Il Comune di Pisa ritira il patrocinio a “Quello che le donne vogliono…”, la Provincia no. Ancora una volta, in questa città, un evento commerciale viene scambiato per cultura.

Apprendiamo con soddisfazione la notizia che il Comune di Pisa intende ritirare, anche a seguito della richiesta di “una città in comune”, il proprio patrocinio alla manifestazione commerciale “Quello che le donne vogliono…”, che si terrà nei prossimi giorni alla Stazione Leopolda, per la promozione e la vendita di prodotti per la bellezza e il fitness.

In una nota del 29 marzo “una città in comune” aveva già espresso tutta la propria contrarietà alla scelta di patrocinio operata da Comune e Provincia verso un evento commerciale che, sin dal titolo, proponeva un’immagine stereotipata della realizzazione femminile, esclusivamente basata sulla cura del corpo e dell’estetica.
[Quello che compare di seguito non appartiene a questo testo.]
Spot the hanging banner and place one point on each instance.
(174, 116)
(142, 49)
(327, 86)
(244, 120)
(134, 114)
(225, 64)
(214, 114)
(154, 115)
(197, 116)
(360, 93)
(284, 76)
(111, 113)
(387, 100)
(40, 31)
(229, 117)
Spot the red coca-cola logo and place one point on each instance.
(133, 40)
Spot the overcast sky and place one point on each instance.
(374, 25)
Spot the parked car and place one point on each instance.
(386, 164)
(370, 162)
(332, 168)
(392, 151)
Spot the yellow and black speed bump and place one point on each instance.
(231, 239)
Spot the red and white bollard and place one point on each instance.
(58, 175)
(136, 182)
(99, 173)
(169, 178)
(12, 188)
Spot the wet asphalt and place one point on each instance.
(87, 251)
Il ritiro del patrocinio annunciato oggi dall’assessora alle Pari Opportunità Marilù Chiofalo è tardivo, e rimedia solo in parte al danno fatto, dal momento che il nome del Comune di Pisa comparirà in ogni caso sulle locandine e sui manifesti già affissi e che l’evento si svolgerà tra pochi giorni.
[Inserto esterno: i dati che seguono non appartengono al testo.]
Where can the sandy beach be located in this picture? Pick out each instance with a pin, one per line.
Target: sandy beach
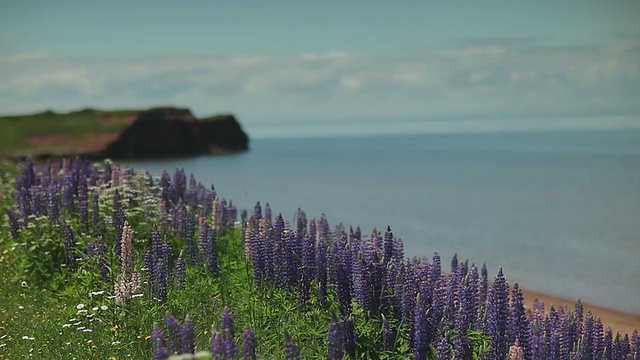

Nessun ritiro del Patrocinio invece da parte della Provincia, il cui capo di gabinetto Alessandro Caprai ha dichiarato che l’iniziativa non presenta “elementi discriminatori che ci possano indurre a revocare il patrocinio” e che “il commento sullo stereotipo di genere è una valutazione politica, che però in questo caso non facciamo perché non si tratta di un’iniziativa espressamente politica o discriminatoria nei confronti di qualcuno.”

Stupefacenti e gravi ci sembrano le parole di Caprai, che presuppongono, per le manifestazioni commerciali, una sorta d’immunità da qualunque valutazione di correttezza e opportunità del messaggio tramesso. Al contrario, un ente pubblico, prima di patrocinare un evento, dovrebbe considerarne a fondo la valenza culturale e sociale: evidentemente l’Amministrazione Provinciale preferisce ignorare la forza d’impatto con cui i modelli dei brand commerciali influenzano la mentalità maschile e femminile, nonostante il parere contrario espresso dall’assessora provinciale alle Pari Opportunità Anna Romei.

In un’intervista a Paginaq, l’assessora comunale Chiofalo ha attribuito la decisione iniziale di concedere il patrocinio ad un “grossolano errore di comunicazione”, sostenendo che era stato richiesto agli organizzatori che “il contenuto dei manifesti rispecchiasse in modo preciso la distinzione tra la parte commerciale e quella di sensibilizzazione sociale”. Una volta visti i manifesti e la campagna pubblicitaria, Chiofalo si sarebbe infastidita, perché la comunicazione fatta “non rispecchia i nostri valori di genere”. Alla luce di queste affermazioni dell’assessora, comprendiamo forse meglio l’origine di tutto questo pasticcio. L’errore compiuto dall’Amministrazione è alla radice, e consiste nell’idea che un’amministrazione pubblica debba affidare le pratiche di sensibilizzazione sociale ad eventi dotati invece di una pura finalità commerciale. Sarà quindi utile ricordare all’assessora e all’Amministrazione nel suo insieme che la cultura, e la cultura di genere non fa eccezione, non può essere delegata a soggetti privati il cui ultimo interesse è il profitto. La “sensibilizzazione sociale”, di cui parla l’assessora, nelle mani delle aziende è solo, in buona sostanza, pubblicità.